The phase 2 TheraP clinical trial demonstrated that a small molecule delivering beta radiation, 177Lu-PSMA-617, was able to generate more prostate-specific antigen (PSA) responses of at least 50% reduction compared to the third-generation taxane cabazitaxel for men with metastatic castration-resistant prostate cancer (mCRPC). In an updated analysis presented during the 2021 American Society of Clinical Oncology Genitourinary Cancers Symposium, Dr. Michael S. Hofman and colleagues found the patients receiving 177Lu-PSMA-617 had improved progression-free survival, fewer grade 3-4 adverse events, and some improvements in patient-reported outcomes (PROs) compared to cabazitaxel.

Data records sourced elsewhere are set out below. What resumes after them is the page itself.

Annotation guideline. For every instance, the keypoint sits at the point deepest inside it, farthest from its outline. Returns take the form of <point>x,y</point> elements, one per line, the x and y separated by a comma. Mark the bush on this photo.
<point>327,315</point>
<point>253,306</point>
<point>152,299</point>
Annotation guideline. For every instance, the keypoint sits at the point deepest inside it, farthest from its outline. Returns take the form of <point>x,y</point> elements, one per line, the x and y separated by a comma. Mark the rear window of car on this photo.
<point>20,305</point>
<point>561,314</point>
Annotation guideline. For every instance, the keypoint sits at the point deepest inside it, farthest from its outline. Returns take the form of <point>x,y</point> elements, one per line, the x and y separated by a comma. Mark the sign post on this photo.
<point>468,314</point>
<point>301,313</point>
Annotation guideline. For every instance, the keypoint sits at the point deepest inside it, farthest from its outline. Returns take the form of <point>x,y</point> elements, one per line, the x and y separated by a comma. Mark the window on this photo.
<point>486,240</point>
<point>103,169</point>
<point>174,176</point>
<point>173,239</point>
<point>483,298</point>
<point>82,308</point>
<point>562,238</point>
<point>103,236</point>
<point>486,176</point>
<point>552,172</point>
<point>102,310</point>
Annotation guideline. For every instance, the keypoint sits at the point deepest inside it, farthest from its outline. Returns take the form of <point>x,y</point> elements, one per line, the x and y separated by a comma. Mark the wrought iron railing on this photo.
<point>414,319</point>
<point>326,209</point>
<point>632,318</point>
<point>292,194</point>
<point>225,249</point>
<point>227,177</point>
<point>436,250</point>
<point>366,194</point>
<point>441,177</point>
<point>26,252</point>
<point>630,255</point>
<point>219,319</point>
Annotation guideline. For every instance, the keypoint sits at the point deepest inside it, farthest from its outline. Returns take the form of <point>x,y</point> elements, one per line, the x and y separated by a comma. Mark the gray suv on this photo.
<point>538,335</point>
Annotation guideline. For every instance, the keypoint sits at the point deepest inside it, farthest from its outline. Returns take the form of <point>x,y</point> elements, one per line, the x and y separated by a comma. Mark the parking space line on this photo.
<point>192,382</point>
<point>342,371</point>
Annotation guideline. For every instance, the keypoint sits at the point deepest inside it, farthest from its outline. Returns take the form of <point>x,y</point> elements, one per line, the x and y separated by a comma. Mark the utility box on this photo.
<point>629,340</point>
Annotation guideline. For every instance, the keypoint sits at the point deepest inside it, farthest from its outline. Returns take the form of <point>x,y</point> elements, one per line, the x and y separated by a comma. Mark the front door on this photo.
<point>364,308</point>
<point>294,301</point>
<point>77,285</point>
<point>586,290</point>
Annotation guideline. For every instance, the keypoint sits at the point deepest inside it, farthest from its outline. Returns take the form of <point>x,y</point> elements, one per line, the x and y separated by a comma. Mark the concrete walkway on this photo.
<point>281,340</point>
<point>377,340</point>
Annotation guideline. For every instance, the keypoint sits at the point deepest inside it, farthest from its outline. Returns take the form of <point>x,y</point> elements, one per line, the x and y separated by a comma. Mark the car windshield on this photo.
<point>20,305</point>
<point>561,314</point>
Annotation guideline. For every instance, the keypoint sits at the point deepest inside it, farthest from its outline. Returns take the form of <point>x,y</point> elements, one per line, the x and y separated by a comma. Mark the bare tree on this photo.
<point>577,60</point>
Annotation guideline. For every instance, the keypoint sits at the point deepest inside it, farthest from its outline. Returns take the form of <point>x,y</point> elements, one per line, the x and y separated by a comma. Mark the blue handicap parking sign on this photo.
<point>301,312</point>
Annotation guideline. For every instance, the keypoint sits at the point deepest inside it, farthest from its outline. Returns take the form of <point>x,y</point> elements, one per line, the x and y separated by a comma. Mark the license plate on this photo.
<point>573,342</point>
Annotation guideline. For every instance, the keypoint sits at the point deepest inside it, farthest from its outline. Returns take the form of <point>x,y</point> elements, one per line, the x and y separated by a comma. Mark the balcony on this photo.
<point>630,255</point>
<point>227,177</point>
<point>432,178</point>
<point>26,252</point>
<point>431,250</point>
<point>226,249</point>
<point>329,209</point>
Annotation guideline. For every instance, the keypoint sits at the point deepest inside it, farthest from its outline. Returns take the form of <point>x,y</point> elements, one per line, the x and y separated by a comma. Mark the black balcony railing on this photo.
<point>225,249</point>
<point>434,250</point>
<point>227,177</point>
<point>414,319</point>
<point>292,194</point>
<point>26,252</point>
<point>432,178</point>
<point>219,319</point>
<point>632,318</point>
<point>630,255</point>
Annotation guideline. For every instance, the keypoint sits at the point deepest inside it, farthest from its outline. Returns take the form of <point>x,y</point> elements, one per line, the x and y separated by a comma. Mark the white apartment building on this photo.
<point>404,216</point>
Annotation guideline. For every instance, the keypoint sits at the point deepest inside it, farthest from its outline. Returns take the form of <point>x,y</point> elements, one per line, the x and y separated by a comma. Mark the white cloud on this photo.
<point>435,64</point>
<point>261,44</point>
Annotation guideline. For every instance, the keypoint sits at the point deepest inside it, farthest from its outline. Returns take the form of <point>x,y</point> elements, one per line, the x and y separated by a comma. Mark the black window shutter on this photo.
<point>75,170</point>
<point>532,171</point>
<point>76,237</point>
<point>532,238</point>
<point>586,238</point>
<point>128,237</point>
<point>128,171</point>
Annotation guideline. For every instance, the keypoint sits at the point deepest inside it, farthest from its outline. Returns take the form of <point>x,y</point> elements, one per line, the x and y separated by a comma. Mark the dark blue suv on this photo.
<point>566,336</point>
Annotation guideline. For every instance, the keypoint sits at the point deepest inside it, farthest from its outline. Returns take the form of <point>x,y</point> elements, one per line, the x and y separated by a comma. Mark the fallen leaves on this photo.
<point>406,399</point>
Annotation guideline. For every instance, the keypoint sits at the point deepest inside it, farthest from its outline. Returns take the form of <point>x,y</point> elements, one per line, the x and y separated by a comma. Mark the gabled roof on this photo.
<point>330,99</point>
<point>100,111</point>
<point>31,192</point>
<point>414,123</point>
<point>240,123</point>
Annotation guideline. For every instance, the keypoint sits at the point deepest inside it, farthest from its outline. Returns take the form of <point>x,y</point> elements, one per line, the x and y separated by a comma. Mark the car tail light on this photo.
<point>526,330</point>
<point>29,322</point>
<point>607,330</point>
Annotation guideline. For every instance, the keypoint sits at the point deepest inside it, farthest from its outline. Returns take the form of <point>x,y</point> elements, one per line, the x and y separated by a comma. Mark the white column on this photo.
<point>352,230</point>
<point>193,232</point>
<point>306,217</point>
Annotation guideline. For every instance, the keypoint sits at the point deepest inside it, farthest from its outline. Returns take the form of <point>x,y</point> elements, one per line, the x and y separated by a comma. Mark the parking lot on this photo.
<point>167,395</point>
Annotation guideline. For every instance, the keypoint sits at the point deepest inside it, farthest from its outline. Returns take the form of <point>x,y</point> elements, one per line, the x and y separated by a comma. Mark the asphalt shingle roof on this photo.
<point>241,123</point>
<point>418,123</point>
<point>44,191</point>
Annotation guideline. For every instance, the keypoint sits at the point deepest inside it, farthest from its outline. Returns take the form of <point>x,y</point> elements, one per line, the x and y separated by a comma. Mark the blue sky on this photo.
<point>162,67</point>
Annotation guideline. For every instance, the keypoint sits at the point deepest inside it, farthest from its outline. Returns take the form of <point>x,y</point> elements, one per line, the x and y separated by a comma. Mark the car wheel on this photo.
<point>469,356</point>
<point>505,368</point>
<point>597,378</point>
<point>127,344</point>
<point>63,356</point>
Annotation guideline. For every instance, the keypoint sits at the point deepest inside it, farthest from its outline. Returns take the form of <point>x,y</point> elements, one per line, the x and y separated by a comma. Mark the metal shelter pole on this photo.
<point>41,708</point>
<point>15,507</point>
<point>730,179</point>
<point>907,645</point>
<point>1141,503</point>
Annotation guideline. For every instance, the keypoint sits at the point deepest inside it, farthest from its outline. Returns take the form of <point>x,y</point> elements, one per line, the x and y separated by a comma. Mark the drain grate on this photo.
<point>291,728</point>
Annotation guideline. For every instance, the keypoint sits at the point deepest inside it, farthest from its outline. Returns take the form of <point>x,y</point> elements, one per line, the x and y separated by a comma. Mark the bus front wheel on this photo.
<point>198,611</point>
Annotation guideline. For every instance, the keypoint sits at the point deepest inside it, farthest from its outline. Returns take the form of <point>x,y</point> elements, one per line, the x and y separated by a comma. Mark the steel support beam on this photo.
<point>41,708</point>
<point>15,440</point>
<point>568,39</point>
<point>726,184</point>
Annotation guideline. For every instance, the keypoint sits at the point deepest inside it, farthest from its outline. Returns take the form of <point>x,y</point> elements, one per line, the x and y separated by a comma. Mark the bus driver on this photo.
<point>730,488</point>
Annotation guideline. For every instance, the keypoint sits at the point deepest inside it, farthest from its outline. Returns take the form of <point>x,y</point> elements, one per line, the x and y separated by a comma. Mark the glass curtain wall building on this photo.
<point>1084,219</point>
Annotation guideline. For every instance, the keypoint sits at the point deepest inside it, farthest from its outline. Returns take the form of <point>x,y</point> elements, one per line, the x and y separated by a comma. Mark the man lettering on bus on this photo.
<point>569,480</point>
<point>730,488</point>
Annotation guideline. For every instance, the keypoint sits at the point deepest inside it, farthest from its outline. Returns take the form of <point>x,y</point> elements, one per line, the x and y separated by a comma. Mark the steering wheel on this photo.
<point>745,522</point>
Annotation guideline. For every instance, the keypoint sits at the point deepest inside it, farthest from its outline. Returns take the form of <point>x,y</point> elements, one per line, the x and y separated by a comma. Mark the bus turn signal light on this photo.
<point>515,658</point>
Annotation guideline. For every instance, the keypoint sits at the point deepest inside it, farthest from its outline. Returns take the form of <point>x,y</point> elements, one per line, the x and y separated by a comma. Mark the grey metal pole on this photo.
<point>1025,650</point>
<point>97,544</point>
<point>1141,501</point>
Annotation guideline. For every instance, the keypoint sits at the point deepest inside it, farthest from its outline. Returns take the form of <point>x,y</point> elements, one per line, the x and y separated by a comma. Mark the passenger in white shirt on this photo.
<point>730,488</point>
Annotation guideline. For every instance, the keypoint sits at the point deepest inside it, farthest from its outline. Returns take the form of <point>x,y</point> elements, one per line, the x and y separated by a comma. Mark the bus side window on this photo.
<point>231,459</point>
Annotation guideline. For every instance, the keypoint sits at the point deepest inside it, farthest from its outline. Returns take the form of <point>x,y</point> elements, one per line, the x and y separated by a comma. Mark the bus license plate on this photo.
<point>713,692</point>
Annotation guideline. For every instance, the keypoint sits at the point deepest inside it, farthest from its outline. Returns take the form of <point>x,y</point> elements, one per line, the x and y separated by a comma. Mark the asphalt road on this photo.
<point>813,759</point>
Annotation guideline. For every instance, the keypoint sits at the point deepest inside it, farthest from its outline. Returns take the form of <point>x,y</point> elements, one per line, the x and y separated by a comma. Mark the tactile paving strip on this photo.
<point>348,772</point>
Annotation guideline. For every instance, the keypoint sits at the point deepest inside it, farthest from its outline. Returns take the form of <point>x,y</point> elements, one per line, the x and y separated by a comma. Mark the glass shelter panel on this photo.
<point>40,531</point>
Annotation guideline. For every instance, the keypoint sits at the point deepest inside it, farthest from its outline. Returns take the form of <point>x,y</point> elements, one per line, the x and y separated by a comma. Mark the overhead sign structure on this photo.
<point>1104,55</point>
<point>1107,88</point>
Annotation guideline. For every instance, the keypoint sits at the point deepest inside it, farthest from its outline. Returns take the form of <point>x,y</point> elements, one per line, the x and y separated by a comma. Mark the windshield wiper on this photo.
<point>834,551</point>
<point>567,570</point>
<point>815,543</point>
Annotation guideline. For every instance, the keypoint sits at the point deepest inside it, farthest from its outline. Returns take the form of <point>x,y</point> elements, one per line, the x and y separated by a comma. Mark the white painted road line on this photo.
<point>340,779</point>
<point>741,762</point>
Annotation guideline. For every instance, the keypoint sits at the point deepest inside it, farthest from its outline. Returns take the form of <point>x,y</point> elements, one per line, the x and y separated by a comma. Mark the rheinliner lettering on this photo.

177Lu-PSMA-617 is a therapy that targets cells expressing prostate-specific membrane antigen (PSMA), a unique mechanism compared to traditional chemotherapeutics. TheraP demonstrated a 1-year progression-free survival rate of 19% for 177Lu-PSMA-617 compared to 3% for cabazitaxel (hazard ratio, 0.63; 95% confidence interval, 0.46-0.86; P=0.003). While many patients progressed, the results are a step forward for patients with mCRPC who have previously failed multiple other therapies. The lower rate of grade 3-4 adverse events (33% vs. 53%) and improvements in PROs related to fatigue, social functioning, insomnia, and diarrhea suggest patients may better tolerate 177Lu-PSMA-617 treatment. The findings support evaluation of 177Lu-PSMA-617 in larger phase 3 trials and potential combination therapies in the future.
J Clin Oncol 39, 2021 (suppl 6; abstr 6)
Hofman MS, Emmett L, Sandhu S, et al. [177Lu]Lu-PSMA-617 versus cabazitaxel in patients with metastatic castration-resistant prostate cancer (TheraP): a randomised, open-label, phase 2 trial. Lancet. 2021 Feb 11:S0140-6736(21)00237-3.